Being the romantic bastard that I am, I gave my wife a new Koehler kitchen faucet for Christmas. (I can hear the ooh’s and ahh’s….sexy!)
After being (happily) married for over 22 years romance sometimes takes a backseat to let practicality ride shotgun for Christmas. We both try to stay away from anything too superfluous because we’re on a fairly limited budget and have neither the money nor the desire to give each other matching silver and gold Beamers adorned with gargantuan matching red bows (honestly, puhhhleese!)
I got up early on the 26th to go to Home Depot in search of Plumber’s Putty and a Basin Wrench. (it almost sounds like I know what I’m doing) After getting all the tools I thought I’d need I began taking out the old to make way for the new. My wife left the house with the girls in tow presumably to give me an empty house that I could scream in. I should have prefaced this post by re-posting this.
Anyway, everything was going pretty well or so I thought. With plumbing, even a chimpanzee can look good doing it. That is, until you turn the water back on.
When I turned it back on, a firehose-like column of water shot out of the bottom of the sprayhead and soaked everything within a five foot radius of the sink. Ooops.
I felt like Curly in a plumbing episode of the Three Stooges.
My father-in-law came over to see how I was doing.
He’s one of these guys that could put in one of these with his eyes closed and one hand behind his back.
He looked at our semi water park of a kitchen and said, “… you got a leak.”
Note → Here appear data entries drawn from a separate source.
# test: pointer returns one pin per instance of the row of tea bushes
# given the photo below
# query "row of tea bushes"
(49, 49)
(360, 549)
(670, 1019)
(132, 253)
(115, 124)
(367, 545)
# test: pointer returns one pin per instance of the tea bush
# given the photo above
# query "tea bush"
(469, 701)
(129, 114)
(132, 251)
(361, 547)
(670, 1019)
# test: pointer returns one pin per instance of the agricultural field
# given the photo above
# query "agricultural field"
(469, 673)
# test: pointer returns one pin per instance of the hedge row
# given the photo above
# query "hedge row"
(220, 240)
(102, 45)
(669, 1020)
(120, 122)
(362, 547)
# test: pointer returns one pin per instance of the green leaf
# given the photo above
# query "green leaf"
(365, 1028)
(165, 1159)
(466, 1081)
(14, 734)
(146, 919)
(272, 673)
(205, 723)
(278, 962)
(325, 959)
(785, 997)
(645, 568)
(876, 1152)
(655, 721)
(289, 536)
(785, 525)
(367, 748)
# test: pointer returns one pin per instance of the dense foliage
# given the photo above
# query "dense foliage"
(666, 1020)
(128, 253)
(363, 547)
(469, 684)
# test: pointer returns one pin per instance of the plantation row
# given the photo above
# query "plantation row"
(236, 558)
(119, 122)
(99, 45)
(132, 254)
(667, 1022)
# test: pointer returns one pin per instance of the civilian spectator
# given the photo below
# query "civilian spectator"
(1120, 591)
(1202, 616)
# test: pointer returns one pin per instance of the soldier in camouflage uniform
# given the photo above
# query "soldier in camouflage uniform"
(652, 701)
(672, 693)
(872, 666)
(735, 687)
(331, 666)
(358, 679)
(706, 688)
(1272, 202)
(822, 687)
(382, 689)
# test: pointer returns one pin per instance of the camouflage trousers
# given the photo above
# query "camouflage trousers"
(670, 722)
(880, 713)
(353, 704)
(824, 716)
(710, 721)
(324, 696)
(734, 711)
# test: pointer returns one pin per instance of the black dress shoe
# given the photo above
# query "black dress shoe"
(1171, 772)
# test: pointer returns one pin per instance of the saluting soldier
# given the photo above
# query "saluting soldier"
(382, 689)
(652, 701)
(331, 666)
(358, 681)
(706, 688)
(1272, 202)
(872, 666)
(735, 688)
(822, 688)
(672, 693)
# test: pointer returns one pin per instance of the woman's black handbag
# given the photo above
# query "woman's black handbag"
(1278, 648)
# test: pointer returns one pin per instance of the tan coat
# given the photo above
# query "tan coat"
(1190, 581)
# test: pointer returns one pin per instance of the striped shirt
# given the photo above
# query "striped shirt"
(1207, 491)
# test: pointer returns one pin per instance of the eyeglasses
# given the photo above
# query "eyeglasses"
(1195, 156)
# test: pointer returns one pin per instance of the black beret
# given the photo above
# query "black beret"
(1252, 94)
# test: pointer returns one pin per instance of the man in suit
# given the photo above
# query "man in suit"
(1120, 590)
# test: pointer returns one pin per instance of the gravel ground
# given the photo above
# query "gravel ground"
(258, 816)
I caved and called a plumbing buddy of mine who promised to come over around noon that day to see what was wrong. I was cleaning up when I found a small and insignificant black washer that must have blown off the sprayhead when I purged the line. I put the washer back into the bottom of the sprayhead where I thought it went and once again turned on the water expecting to see the return of Ol’ Faithful.
Amazingly dry as a bone. One little black washer had been my problem.
Maybe that’s where they got the phrase, “Little things mean alot.”